素晴らしきこの世界で




 どういう経緯でこうなってしまったのか誰か教えて欲しいと小夜は思わずにはいられなかった。
 確かに自分の今手元にある”これ”を欲したのは自分であるに違いない。姉と慕ってやまない彼女の、最後の持ち物である例の物を欲しいと自分の上司に願ったのも違いない。まさか下っ端でしかない自分の願いが叶えてもらえる日がくるとは思わなかったし、だからこそ舞い上がったのは確かだ。

 しかし、それもつい1時間ほど前までの話。当日になりよくよく話を聞いてみれば求めていたものはボンゴレが保管しているというではないか。さらに言えばその運び屋として選ばれたのがあの凶悪且つ最強の幻術使いである霧の守護者・六道骸とあれば小夜の表情が凍りつくのも当然と言えよう。
 目の前で対峙してよくわかった。確かにこの男は強く、そして美しい。赤と青から為るオッドアイはかつて滅び去ったかの有名なエストラーネオファミリーの悲惨な置き土産。有幻覚と幻覚をいとも簡単に切り替えるその強さはそこで得たものなのかは分からなかったが確かにこの男は強いだろう。否、術士としての強弱の測り方など小夜は知らなかったがそれでもそう思わずにはいられない何かを彼は持ち合わせていた。


 だからこそできることならばこの六道骸という恐ろしい人物とあまり話すこともなく、これ以上深入りされることもなく帰りたかったのだ。何故かあの男がこの匣を受け取るに一人の女、つまり姉と慕った彼女のことを指名してきたのだがその彼女は現在ファミリーに所属していなかったが故に代わりに小夜が出たということ。

 しかし幻術は幻術でも小夜は自分へとかける幻術にだけは特別長けていた自覚はある。
 他者を騙すこと、それは彼女の得意中の得意分野であり、さらに言えば今回その変貌する相手に成りすますことに関しては殊更自信があった。

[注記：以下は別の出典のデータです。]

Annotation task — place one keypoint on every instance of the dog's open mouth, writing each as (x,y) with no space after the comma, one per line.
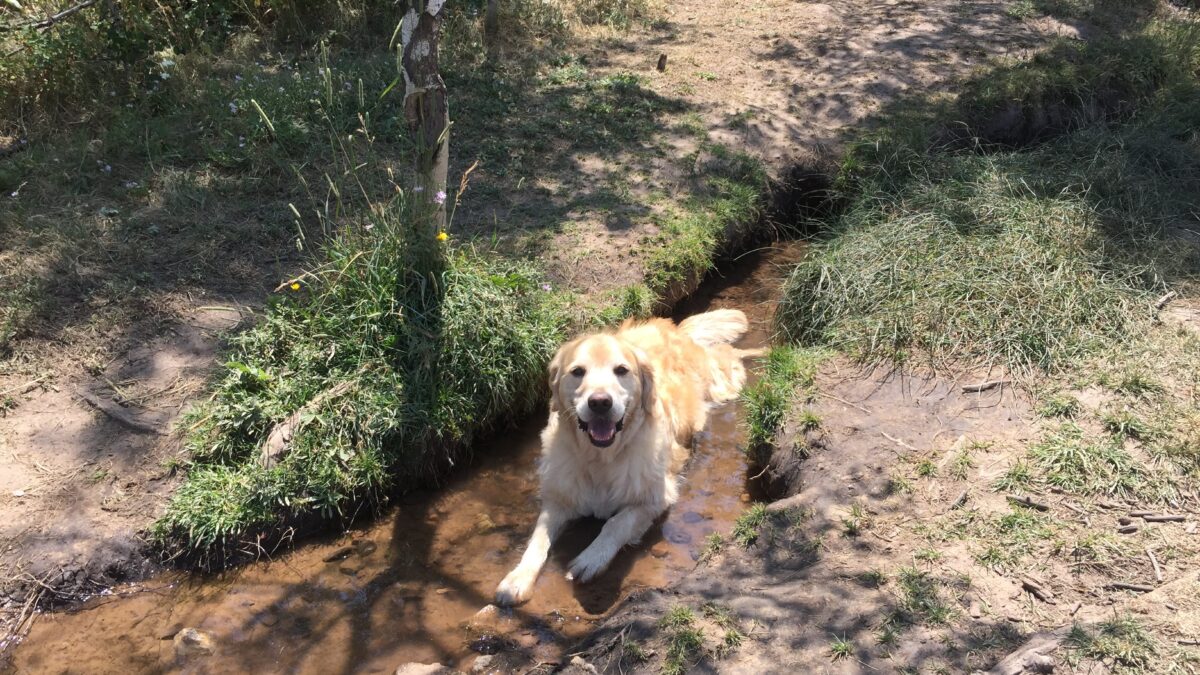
(601,431)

自分の中で巡る死ぬ気の炎は当然だが彼女と一緒であったし炎で悟られることもない。少しだけヒヤヒヤしていたが騙せばいいのはほんの数分だけ。ならば小夜は見破られない自信もある。

 そもそも大したことは望んでいなかった。あの目当ての匣を手に入れるだけでよかった。取引先はあのボンゴレだ、約定など違えるはずもないしその霧属性の匣の中身は本物であるに違いないのだから。
 はたして六道骸は気が付くことがなかった。否、少しだけ不思議がっているようにも見えたがそれ以上に興味を示さなかったと言ったところだろう。それに小夜が幻術によって変貌した彼女と六道骸という人物はそこまで話すこともなかったはずだった。寧ろ話したこともあるのが数分といったところであることまでこちらは把握済み。何かと疑わればそれなりに切り抜ける話術も小夜はあらかじめ準備をしていた。抜かりはない。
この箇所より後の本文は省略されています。